Wednesday, February 18, 2015

The fully human journey for Lent

Luke 18:9-14

           I have always maintained that Jesus made life just a wee bit harder for mankind in singling out the two great commandments. Now we are required to use our heads and hearts to live and love according to God's plan for us. With the Ten Commandments it was relatively easy, you simply obeyed those laws and you could feel saved, self righteous. Even with the myriad manmade religious laws that the Temple elite set forth you could be assured of complete salvation by obeying every law to the letter.

             Here we have the tax collector who walks away more justified than the self righteous prigg who has his nose in the air while looking down on everyone else.

              It seems a much harder challenge to love everyone in it's most encompassing form than to simply check of a box that you fulfilled the letter of the law. Love requires compassion, recognition of everyone's inherent value. Love requires that we put others before ourselves. Love requires that we exercise some form of introspection and analysis of where we are succeeding and where we are failing. Love requires us to grow. 

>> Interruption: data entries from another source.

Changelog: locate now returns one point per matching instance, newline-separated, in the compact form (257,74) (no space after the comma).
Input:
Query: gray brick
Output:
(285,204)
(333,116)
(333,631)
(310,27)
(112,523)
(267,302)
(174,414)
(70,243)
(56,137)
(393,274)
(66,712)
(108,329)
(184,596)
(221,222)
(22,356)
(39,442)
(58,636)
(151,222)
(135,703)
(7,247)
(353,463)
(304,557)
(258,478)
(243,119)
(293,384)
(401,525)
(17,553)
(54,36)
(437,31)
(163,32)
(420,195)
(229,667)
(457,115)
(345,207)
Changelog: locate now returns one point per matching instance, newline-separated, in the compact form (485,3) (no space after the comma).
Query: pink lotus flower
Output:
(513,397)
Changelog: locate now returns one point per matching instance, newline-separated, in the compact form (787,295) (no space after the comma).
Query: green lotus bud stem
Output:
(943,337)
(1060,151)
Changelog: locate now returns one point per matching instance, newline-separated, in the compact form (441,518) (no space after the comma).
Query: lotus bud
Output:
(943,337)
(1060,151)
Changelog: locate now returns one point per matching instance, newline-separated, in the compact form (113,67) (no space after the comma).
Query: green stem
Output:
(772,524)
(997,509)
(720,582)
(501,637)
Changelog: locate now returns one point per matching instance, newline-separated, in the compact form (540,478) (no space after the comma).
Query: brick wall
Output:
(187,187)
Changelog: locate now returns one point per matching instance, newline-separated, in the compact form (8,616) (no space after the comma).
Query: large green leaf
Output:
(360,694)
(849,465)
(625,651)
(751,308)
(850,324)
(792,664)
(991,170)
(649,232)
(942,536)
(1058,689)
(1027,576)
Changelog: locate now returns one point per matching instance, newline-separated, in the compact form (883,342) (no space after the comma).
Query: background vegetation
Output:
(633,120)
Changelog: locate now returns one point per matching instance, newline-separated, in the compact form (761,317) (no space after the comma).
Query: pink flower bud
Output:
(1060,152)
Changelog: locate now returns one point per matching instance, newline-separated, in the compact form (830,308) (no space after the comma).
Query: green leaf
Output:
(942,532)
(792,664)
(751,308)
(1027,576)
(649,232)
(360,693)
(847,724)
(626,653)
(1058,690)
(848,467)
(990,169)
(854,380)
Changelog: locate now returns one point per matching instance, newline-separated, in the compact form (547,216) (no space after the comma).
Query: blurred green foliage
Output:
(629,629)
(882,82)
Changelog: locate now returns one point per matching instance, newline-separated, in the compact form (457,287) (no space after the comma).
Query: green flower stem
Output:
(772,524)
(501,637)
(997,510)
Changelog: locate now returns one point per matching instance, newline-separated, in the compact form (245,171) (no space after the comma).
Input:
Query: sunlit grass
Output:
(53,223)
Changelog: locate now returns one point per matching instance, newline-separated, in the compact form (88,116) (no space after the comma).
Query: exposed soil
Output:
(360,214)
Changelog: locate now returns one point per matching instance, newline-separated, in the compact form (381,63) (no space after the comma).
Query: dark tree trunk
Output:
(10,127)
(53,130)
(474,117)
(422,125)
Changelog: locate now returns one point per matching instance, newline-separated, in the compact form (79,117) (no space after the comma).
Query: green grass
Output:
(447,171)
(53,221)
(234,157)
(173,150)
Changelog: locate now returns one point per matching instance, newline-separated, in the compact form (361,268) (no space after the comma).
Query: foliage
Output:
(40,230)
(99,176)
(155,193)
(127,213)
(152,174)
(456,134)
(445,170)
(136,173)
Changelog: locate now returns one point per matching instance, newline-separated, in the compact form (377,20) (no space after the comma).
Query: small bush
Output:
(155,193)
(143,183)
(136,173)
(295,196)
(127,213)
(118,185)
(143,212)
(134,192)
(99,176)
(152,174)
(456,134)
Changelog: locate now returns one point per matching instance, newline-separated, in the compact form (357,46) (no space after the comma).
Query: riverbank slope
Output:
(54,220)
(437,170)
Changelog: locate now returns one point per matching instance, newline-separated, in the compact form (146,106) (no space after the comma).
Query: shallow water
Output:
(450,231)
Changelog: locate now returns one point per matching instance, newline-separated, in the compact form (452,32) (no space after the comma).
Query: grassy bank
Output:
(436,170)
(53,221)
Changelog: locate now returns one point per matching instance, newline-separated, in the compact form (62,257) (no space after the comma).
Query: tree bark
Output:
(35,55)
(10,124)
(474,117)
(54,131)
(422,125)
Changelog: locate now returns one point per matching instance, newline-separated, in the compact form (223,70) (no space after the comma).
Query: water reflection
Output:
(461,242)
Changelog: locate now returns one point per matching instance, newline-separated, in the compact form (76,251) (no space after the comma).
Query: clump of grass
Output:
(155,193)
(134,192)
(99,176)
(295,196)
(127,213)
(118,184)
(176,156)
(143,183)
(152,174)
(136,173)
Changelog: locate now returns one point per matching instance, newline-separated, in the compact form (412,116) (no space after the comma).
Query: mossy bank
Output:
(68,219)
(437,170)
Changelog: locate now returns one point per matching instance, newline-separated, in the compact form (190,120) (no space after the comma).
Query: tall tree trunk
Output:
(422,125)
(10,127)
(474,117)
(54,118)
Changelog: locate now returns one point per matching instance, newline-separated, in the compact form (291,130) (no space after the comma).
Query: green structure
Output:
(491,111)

               That growth thing is what hangs a great many of us up. That is what Lent is all about.  Someone I know likened it to a cocoon. On Easter we all burst forth as magnificent butterflies - or at least that's our goal. Someone else I recall said Lent was a time to become as human as we possibly can.  I'd like to try and embrace both these ideas for Lent. Whatever I do, whatever plan I may come up with or whatever I "give up" for Lent, all of it should be geared to making me more human. 

              Embracing our humanity completely as Jesus did requires a lot of living and loving. It requires us to fight against the evils that may tempt us and requires us to live fully, embracing those things that God gives us as gifts for the living. 

               The first option at my disposal to be fully human will be to love others. It seems easy enough and the joys of companionship, loving,  bonding, holding, sharing and caring are all part of being fully human. Even our sexuality makes us more human. It is a gift to us as God created us. Embrace that too on your Lenten journey. Share your God given gifts in all it's glory and forms.  Listening, loving, talking, sharing,  the list seems endless and our journey in Lent is as grand and as varied as we are as humans. 

                Whatever we do for Lent, let us do it for the glory of God in love and let us embrace our humanity to the full.  

He also told this parable to some who trusted in themselves that they were righteous and regarded others with contempt: ‘Two men went up to the temple to pray, one a Pharisee and the other a tax-collector. The Pharisee, standing by himself, was praying thus, “God, I thank you that I am not like other people: thieves, rogues, adulterers, or even like this tax-collector. I fast twice a week; I give a tenth of all my income.” But the tax-collector, standing far off, would not even look up to heaven, but was beating his breast and saying, “God, be merciful to me, a sinner!” I tell you, this man went down to his home justified rather than the other; for all who exalt themselves will be humbled, but all who humble themselves will be exalted.’